Unveiling the molecular determinants responsible for NAD(P)(H) cofactor specificity using enzyme structural information

Abstract

In this post-genomic era, gene homology annotations have become the foundation of systems biology. However, errors spread easily when functional annotation is not performed carefully due to overly unconstrained homology metrics [1,2]. As metabolic model reconstructions become a relevant tool for performing fundamental studies and bioprocess design, the impact of accurate enzymatic function assignments becomes evident [3]. The uncertainty of the usage of NADP(H) or NAD(H) as co-factors [4], even in well performed annotations, has a major impact in metabolic engineering applications, severely affecting Genome-scale metabolic model reconstruction due to the potential insertion of misleading reactions.

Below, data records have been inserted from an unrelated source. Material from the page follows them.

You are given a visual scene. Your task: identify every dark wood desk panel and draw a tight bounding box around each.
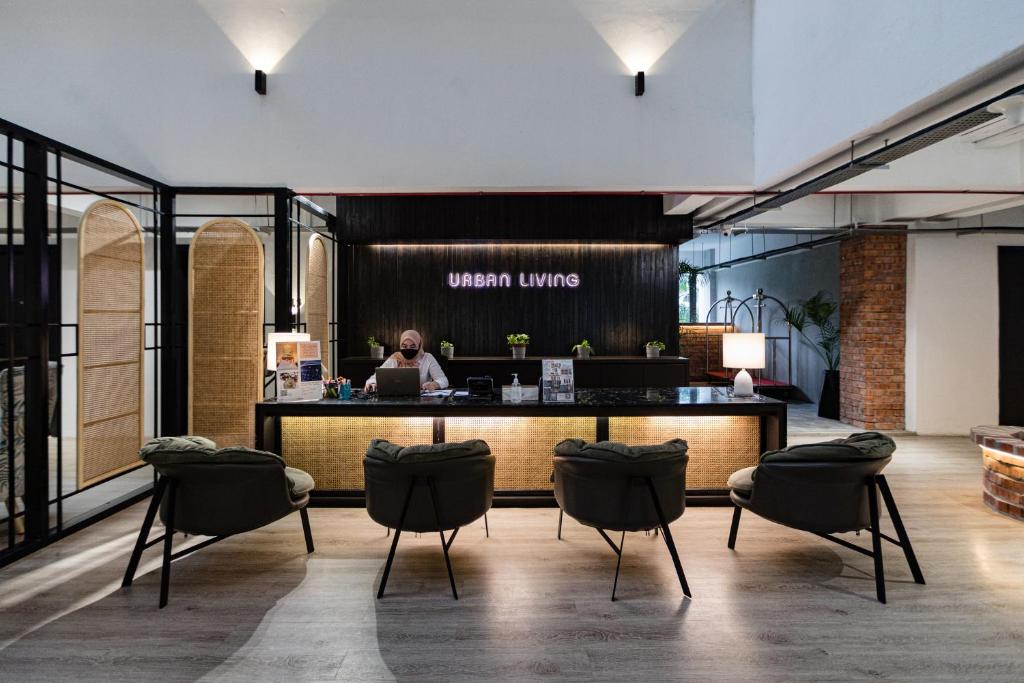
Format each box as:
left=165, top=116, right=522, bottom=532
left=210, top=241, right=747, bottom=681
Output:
left=256, top=387, right=786, bottom=505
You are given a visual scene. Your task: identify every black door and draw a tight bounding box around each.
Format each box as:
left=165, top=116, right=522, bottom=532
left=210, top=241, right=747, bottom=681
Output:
left=999, top=247, right=1024, bottom=426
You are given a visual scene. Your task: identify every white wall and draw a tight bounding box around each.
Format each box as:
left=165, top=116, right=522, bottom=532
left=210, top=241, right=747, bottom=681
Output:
left=753, top=0, right=1024, bottom=185
left=906, top=229, right=1024, bottom=434
left=0, top=0, right=753, bottom=190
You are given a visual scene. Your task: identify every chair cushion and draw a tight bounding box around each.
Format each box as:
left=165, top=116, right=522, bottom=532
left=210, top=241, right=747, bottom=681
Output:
left=726, top=467, right=758, bottom=498
left=285, top=467, right=315, bottom=500
left=367, top=438, right=490, bottom=463
left=555, top=438, right=687, bottom=463
left=138, top=436, right=285, bottom=466
left=761, top=432, right=896, bottom=463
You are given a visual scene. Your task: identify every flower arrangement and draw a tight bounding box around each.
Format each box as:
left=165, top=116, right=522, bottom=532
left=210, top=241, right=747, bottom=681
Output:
left=505, top=332, right=529, bottom=359
left=572, top=339, right=594, bottom=358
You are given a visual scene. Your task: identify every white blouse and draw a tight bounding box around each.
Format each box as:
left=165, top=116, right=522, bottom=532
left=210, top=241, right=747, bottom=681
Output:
left=367, top=352, right=447, bottom=389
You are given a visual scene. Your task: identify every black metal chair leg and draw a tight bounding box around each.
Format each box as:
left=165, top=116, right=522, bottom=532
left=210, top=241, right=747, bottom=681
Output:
left=647, top=477, right=693, bottom=600
left=121, top=477, right=167, bottom=588
left=377, top=477, right=416, bottom=600
left=867, top=479, right=886, bottom=604
left=160, top=479, right=178, bottom=609
left=299, top=508, right=313, bottom=553
left=874, top=474, right=925, bottom=585
left=427, top=477, right=459, bottom=600
left=611, top=531, right=626, bottom=602
left=729, top=505, right=743, bottom=550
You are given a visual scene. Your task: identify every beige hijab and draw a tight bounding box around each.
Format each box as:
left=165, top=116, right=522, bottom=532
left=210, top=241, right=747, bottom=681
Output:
left=391, top=330, right=423, bottom=368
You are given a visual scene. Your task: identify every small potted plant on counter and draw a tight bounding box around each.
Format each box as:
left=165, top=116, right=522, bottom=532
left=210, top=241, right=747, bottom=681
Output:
left=505, top=332, right=529, bottom=360
left=367, top=337, right=384, bottom=360
left=572, top=339, right=594, bottom=360
left=644, top=340, right=665, bottom=358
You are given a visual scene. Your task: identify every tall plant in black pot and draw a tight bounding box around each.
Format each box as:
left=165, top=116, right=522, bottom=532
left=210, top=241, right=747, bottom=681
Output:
left=785, top=292, right=839, bottom=420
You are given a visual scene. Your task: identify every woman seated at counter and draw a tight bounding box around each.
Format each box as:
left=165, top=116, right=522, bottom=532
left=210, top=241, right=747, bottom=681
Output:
left=364, top=330, right=447, bottom=391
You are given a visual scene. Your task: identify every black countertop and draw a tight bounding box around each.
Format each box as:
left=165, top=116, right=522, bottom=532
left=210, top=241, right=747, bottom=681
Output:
left=257, top=387, right=785, bottom=417
left=341, top=353, right=689, bottom=365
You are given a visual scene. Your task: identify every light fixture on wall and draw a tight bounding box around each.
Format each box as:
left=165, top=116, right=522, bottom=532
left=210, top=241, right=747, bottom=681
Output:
left=266, top=332, right=309, bottom=373
left=722, top=332, right=765, bottom=398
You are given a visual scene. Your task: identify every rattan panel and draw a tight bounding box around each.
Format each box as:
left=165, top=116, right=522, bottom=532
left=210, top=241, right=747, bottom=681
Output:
left=281, top=418, right=434, bottom=490
left=444, top=417, right=597, bottom=490
left=78, top=312, right=142, bottom=368
left=608, top=415, right=761, bottom=488
left=78, top=200, right=144, bottom=487
left=188, top=218, right=263, bottom=446
left=78, top=413, right=142, bottom=483
left=303, top=234, right=331, bottom=374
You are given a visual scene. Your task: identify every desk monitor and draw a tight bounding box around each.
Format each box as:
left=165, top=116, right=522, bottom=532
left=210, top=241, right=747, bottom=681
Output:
left=377, top=368, right=420, bottom=396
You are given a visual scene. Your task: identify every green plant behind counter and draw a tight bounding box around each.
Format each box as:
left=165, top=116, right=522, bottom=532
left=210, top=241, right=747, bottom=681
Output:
left=785, top=292, right=839, bottom=371
left=505, top=332, right=529, bottom=346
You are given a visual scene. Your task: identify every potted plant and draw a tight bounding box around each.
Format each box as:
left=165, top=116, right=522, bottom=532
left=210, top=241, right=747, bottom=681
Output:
left=644, top=340, right=665, bottom=358
left=367, top=337, right=384, bottom=360
left=505, top=332, right=529, bottom=359
left=785, top=292, right=839, bottom=420
left=572, top=339, right=594, bottom=360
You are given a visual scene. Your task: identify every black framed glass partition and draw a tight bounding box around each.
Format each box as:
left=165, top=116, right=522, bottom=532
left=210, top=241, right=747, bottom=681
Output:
left=0, top=120, right=338, bottom=564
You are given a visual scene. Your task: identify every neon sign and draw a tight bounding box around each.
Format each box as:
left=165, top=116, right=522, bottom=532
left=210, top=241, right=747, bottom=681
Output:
left=447, top=272, right=580, bottom=289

In this work, we unveiled the molecular determinants for cofactor speci- ficity, using enzyme structural information. In order to do so, we created a representative dataset of all enzymes present in the PDB with NAD(P)(H) as cofactors and measured the occurrence of every aminoacid residue at a distance of 3.5 Angstrom[5] of all cofactor atoms. This allowed us to create a matrix with the total number of aminoacid residues at interacting distances from all cofactor atoms, for all structures. After analyzing the matrix, we identified the residues that had a signifi- cantly higher number of contacts with the cofactors, and in which atoms this occurred. With the intent of applying these findings in the unveiling of cofactor specificity for enzymes that are not structurally characterized experimentally we successfully replicated these findings using machine learning algorithms. In future work we will apply the results and machine learning models obtained in order to assign cofactor specificity to enzymes with uncertain cofactor specificity. These results may represent an important development in systems biology by allowing the reduction of annotation errors and the implementation of erroneous or redundant reactions in GEM models, improving the overall performance of metabolic simulations.